The following code is not accepted by the compiler:
struct Struct<'a, 'b: 'a> {
value: &'a dyn Value<'b>,
}
impl<'a, 'b: 'a> Struct<'a, 'b> {
fn foo(&self) {
UnitedLifetime(self.value);
}
}
struct UnitedLifetime<'a>(&'a dyn Value<'a>);
trait Value<'a> {}
It produces the following error:
error[E0495]: cannot infer an appropriate lifetime for automatic coercion due to conflicting requirements
--> src/lib.rs:7:24
|
7 | UnitedLifetime(self.value);
| ^^^^^^^^^^
|
note: first, the lifetime cannot outlive the lifetime `'a` as defined here...
--> src/lib.rs:5:6
|
5 | impl<'a, 'b: 'a> Struct<'a, 'b> {
| ^^
note: ...so that reference does not outlive borrowed content
--> src/lib.rs:7:24
|
7 | UnitedLifetime(self.value);
| ^^^^^^^^^^
note: but, the lifetime must be valid for the lifetime `'b` as defined here...
--> src/lib.rs:5:10
|
5 | impl<'a, 'b: 'a> Struct<'a, 'b> {
| ^^
note: ...so that the types are compatible
--> src/lib.rs:7:24
|
7 | UnitedLifetime(self.value);
| ^^^^^^^^^^
= note: expected `dyn Value<'_>`
found `dyn Value<'b>`
If I use struct Value<'a>(&'a u8); instead of traits, it compiles.
I want to have an UnitedLifetime that has a lifetime as long as Struct, which in turn has lifetimes for other objects, which means that 'a: '_ and 'b: '_ are always true.
What am I doing wrong? Is this a compiler bug?
The reason is variance.
dyn Trait<'b> is invariant over 'b. That means, in other words, that 'b must be exactly 'b and not any other lifetime, neither shorter nor longer. Thus, the compiler cannot use "the shorter of 'a and 'b".
Trait objects are always invariant over their generic arguments.
u8, on the other hand, has no reference to 'b. &'a u8 is covariant over 'a. That means that it can shrink, and thus the compiler can use "the shorter of".
You can see that variance is the problem and not the trait if you'll replace dyn Value<'b> with a struct that is invariant over 'b:
struct Value<'a> {
// `fn(&'a ()) -> &'a ()` is both covariant over `'a` (because of the parameter)
// and contravariant over it (because of the return type). covariant+contravariant=invariant.
_marker: PhantomData<fn(&'a ()) -> &'a ()>
}
To explain why trait objects are invariant over their parameters, inspect the following example:
trait Value<'a> {
fn set_value(&mut self, v: &'a i32);
}
struct S<'a> {
value: Box<&'a i32>,
}
impl<'a> Value<'a> for S<'a> {
fn set_value(&mut self, v: &'a i32) {
*self.value = v;
}
}
fn foo<'a>(v: &mut dyn Value<'a>) {
let new_value: i32 = 0;
let new_value_ref: &i32 = &new_value;
v.set_value(new_value_ref);
}
fn main() {
let mut s = S { value: Box::new(&0) };
foo(&mut s);
dbg!(&**s.value);
}
If trait objects were covariant over their parameters, foo() would compile.

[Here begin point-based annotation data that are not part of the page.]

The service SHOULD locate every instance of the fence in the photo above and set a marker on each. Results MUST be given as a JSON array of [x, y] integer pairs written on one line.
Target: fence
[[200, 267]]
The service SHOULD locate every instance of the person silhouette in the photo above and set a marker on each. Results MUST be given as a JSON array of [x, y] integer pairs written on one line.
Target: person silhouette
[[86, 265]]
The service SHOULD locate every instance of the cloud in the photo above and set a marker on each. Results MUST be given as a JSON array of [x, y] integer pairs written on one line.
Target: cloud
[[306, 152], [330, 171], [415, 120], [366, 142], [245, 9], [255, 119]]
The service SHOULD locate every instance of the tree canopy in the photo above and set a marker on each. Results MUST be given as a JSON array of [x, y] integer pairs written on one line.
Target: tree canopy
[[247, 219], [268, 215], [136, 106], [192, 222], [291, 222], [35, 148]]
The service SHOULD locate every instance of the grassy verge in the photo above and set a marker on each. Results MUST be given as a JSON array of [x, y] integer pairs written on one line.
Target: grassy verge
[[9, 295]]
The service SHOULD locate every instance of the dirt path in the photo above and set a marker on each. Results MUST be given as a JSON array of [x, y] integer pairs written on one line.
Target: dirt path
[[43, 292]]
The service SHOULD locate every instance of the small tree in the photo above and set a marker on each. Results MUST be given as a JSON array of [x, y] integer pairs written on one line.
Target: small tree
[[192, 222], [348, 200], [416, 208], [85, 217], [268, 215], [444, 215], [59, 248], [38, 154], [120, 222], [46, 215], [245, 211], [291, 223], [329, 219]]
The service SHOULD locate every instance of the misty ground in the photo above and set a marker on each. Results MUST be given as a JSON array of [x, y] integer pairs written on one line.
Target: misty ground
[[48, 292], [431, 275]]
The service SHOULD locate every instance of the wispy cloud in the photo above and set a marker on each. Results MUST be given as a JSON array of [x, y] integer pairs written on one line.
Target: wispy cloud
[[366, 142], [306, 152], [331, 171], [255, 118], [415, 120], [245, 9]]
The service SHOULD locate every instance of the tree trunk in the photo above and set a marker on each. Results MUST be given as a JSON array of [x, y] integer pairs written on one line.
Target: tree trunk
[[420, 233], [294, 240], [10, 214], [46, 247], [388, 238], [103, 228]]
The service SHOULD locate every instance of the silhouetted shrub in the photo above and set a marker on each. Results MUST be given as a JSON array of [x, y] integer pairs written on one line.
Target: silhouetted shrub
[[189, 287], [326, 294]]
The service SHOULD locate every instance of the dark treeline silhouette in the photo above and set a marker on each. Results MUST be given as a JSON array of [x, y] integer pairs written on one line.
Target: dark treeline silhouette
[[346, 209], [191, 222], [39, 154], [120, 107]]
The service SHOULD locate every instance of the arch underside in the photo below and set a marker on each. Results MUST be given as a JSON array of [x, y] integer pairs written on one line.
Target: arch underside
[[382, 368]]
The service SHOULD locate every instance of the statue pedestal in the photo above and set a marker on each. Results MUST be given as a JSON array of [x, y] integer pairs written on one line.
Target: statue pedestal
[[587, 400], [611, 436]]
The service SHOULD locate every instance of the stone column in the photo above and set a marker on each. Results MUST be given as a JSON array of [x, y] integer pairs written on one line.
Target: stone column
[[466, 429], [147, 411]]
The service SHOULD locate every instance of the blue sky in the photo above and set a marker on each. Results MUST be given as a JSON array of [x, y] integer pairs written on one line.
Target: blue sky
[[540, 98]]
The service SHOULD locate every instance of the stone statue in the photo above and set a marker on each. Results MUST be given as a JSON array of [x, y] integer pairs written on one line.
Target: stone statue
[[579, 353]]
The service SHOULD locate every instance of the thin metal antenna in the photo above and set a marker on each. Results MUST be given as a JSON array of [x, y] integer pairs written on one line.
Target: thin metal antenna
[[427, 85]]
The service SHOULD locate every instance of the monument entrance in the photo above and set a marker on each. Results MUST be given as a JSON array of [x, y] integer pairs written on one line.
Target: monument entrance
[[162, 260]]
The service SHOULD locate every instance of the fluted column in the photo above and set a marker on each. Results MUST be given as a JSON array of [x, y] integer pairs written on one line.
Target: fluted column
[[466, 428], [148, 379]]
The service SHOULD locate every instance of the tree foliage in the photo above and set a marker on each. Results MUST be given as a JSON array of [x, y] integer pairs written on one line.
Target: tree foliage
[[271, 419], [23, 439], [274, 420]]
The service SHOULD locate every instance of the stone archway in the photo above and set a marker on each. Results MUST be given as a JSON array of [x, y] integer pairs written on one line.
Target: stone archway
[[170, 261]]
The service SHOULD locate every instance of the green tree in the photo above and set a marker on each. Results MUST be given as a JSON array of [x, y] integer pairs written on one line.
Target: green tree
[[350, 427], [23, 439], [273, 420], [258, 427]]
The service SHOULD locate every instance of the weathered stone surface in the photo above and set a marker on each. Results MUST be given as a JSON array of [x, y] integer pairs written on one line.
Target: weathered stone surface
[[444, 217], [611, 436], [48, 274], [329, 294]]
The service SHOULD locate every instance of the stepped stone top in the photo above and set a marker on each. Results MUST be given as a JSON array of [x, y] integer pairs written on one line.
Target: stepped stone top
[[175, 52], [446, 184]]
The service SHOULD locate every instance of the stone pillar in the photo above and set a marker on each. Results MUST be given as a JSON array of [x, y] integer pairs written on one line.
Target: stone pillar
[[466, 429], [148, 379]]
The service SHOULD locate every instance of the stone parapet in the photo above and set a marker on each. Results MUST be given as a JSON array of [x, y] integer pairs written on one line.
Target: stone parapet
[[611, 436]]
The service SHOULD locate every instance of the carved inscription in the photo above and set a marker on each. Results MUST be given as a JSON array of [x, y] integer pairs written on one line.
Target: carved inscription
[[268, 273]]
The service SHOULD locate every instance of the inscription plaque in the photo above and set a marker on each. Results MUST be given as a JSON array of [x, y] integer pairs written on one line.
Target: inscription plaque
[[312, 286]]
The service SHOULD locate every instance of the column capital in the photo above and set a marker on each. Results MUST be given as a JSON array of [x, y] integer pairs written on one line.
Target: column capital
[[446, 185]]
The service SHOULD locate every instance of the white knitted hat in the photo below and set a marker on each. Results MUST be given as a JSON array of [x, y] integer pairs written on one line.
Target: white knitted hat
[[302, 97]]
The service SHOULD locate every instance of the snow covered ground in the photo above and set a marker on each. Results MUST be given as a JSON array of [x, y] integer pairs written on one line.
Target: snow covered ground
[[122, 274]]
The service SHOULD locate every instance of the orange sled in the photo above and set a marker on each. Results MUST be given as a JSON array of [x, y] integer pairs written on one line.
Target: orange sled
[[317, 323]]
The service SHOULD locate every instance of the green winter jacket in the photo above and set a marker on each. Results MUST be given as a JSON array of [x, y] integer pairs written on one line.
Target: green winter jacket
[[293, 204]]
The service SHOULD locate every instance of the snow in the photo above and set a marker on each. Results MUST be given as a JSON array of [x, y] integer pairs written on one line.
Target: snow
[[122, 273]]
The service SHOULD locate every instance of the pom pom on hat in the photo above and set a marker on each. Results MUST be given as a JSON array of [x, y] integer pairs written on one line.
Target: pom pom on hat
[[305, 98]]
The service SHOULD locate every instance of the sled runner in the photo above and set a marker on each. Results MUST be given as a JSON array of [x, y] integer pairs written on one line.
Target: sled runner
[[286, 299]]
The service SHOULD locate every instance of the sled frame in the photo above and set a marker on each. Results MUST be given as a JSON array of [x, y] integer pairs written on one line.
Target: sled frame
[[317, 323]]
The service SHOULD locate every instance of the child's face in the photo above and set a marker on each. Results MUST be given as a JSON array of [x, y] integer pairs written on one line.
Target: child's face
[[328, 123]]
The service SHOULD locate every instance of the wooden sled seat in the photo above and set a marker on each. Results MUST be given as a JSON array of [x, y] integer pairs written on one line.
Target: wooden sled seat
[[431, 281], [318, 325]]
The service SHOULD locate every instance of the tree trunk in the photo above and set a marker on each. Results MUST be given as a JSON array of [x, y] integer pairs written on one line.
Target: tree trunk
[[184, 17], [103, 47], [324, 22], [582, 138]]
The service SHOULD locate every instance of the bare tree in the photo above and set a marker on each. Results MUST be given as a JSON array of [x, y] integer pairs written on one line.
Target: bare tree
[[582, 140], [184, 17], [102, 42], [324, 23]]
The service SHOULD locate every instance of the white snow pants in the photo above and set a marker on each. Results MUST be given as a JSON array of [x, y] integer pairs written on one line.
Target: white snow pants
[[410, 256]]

We only shrink the lifetime - from 'a to the lifetime of the local variable new_value, which is always shorter.
But this would be terrible, since after exiting foo(), new_value would be destroyed, and s.value would point to freed memory - use-after-free!
This is why mutable references are invariant. But trait objects can contain anything - including mutable references - so any parameter of them has to be invariant!
Note: I wasn't accurate when saying that if we would be covariant over 'a we will compile, because we still take &mut self and thus invariant over S<'a> and, transitively, over 'a. But we can adjust this example to use interior mutability and take &self which is covariant. I did not do that in order to not complicate things more.